Arnaud, I think the 1:21 5x5 is even more impressive. Erik what are you breakdowns like? I couldn't fathom doing a 5x5 that fast. O, and are you using the olympiccube? Anyway, here are my times.


2: 7.09, 7.32, (5.84), (8.26), 7.47 -->7.29
3: (15.96), 17.52, 15.98, (18.32), 17.97 --> 17.16
O: 27.91, 28.35, (26.49), 33.56, (43.48) --> 29.94 w00t sub 30. I was just in the zone for the first 3.
4: 1:28.80, 1:19.17, 1:10.97, (1:08.25), (1:33.00) --> 1:19.65 eww...
5: 2:12.79, 2:10.00, 2:10.82, (2:06.16), (2:17.41) --> 2:11.20 horrible.

Relay -->3:41.97
5x5 = 2min rest = 1:40

Sq-1: (1:06.28), 54.00, 1:02.04, (46.39), 50.57 --> 55.54


----------



## joey (Dec 4, 2007)

*3x3:* (14.74) (18.02) 15.68 17.58 15.95 *Average:* 16.40
The 14.xx, was opposite colour than usual. This is good for me.

*3x3 BLD:* DNF DNF
I blame my mum for me DNF'ing the first, she kept asking me if I wanted tea, because she didn't realise I was trying to concentrate!(1:43.89) Forgot one edge on the second. (1:44.35)

*2x2 BLD:* 25.64 28.42
Meh, 2x2 is fun 

*2x2 Multibld:* DNF
Hehe!

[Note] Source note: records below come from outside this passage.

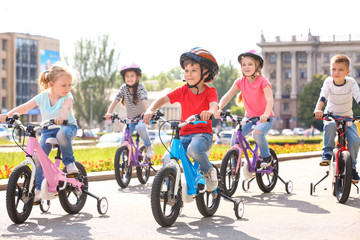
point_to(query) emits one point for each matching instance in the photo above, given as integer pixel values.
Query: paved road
(276, 215)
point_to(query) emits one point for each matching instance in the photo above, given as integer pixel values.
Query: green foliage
(307, 101)
(96, 64)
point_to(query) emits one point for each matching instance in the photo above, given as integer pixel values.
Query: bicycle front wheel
(267, 181)
(143, 173)
(342, 185)
(229, 177)
(18, 201)
(123, 170)
(165, 205)
(72, 199)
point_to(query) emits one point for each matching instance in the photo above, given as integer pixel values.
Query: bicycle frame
(242, 145)
(52, 173)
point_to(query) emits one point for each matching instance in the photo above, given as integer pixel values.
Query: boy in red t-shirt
(195, 98)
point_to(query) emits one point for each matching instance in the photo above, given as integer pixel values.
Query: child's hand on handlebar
(318, 114)
(217, 114)
(147, 116)
(263, 118)
(205, 115)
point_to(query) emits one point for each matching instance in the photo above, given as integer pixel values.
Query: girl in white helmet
(133, 96)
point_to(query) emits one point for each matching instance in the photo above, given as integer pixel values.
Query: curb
(110, 175)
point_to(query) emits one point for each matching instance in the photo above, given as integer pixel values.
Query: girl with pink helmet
(133, 96)
(257, 98)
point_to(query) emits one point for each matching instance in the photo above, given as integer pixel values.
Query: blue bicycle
(170, 188)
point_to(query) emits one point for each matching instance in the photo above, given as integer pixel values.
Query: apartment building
(290, 64)
(23, 58)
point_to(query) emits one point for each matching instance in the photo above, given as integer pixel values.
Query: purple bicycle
(129, 155)
(230, 166)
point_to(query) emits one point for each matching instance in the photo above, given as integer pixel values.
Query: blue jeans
(141, 130)
(196, 146)
(64, 136)
(260, 139)
(352, 137)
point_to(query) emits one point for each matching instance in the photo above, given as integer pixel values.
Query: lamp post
(91, 87)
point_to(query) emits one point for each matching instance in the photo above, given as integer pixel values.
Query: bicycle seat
(53, 141)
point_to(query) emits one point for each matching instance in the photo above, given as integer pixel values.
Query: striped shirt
(339, 97)
(132, 110)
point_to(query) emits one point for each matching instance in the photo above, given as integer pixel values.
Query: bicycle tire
(266, 181)
(18, 202)
(71, 199)
(162, 196)
(208, 202)
(143, 173)
(342, 183)
(229, 178)
(122, 170)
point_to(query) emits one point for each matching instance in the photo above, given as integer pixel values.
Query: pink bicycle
(72, 189)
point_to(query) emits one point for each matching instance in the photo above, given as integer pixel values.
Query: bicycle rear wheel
(208, 202)
(229, 178)
(18, 201)
(342, 185)
(123, 170)
(71, 199)
(143, 173)
(165, 205)
(267, 181)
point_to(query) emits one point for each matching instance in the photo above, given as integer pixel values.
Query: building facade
(291, 63)
(23, 58)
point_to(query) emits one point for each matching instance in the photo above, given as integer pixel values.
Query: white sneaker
(37, 195)
(211, 180)
(150, 151)
(71, 168)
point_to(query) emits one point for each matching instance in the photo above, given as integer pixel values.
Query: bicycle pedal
(72, 175)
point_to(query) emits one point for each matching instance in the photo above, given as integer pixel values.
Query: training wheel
(102, 205)
(44, 205)
(288, 187)
(246, 185)
(239, 209)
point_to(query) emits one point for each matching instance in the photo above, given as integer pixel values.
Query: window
(272, 58)
(303, 73)
(303, 57)
(288, 58)
(286, 106)
(3, 44)
(3, 64)
(287, 74)
(326, 57)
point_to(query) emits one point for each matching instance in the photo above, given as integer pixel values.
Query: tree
(96, 64)
(307, 101)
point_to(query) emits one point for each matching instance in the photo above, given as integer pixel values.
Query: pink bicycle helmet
(203, 57)
(130, 67)
(252, 53)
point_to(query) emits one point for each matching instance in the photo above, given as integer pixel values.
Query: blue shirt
(51, 112)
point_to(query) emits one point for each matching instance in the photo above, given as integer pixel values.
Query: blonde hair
(340, 58)
(51, 75)
(257, 65)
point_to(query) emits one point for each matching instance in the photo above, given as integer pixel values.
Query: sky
(154, 33)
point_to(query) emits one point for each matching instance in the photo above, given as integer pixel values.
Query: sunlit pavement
(275, 215)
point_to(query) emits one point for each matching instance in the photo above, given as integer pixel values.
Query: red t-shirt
(193, 104)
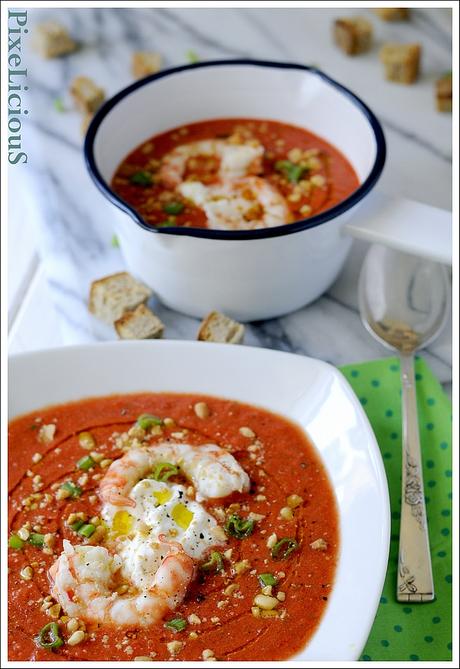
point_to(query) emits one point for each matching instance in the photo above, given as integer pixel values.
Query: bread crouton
(444, 93)
(141, 323)
(392, 13)
(112, 295)
(401, 62)
(353, 35)
(52, 40)
(87, 96)
(145, 63)
(217, 327)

I got 3 / 5 right!


----------



## AvGalen (Dec 4, 2007)

masterofthebass said:


> Arnaud, I think the 1:21 5x5 is even more impressive. Erik what are you breakdowns like? I couldn't fathom doing a 5x5 that fast. O, and are you using the olympiccube?


I agree with you Dan. But when I replied the 5x5x5 results where not there.

I am assuming that Erik is still using the normal reduction method with my method for edges. I have predicted that an average breakdown would be like this:
Centers: 30
Edges: 40
3x3x3: 20
I think Eriks breakdown will be very close to this one, with "bad" (1:43.03 is NOT bad) solves having 35, 45, 23.03 and "perfect" (untill next week) solves having 27, 37, 17.92.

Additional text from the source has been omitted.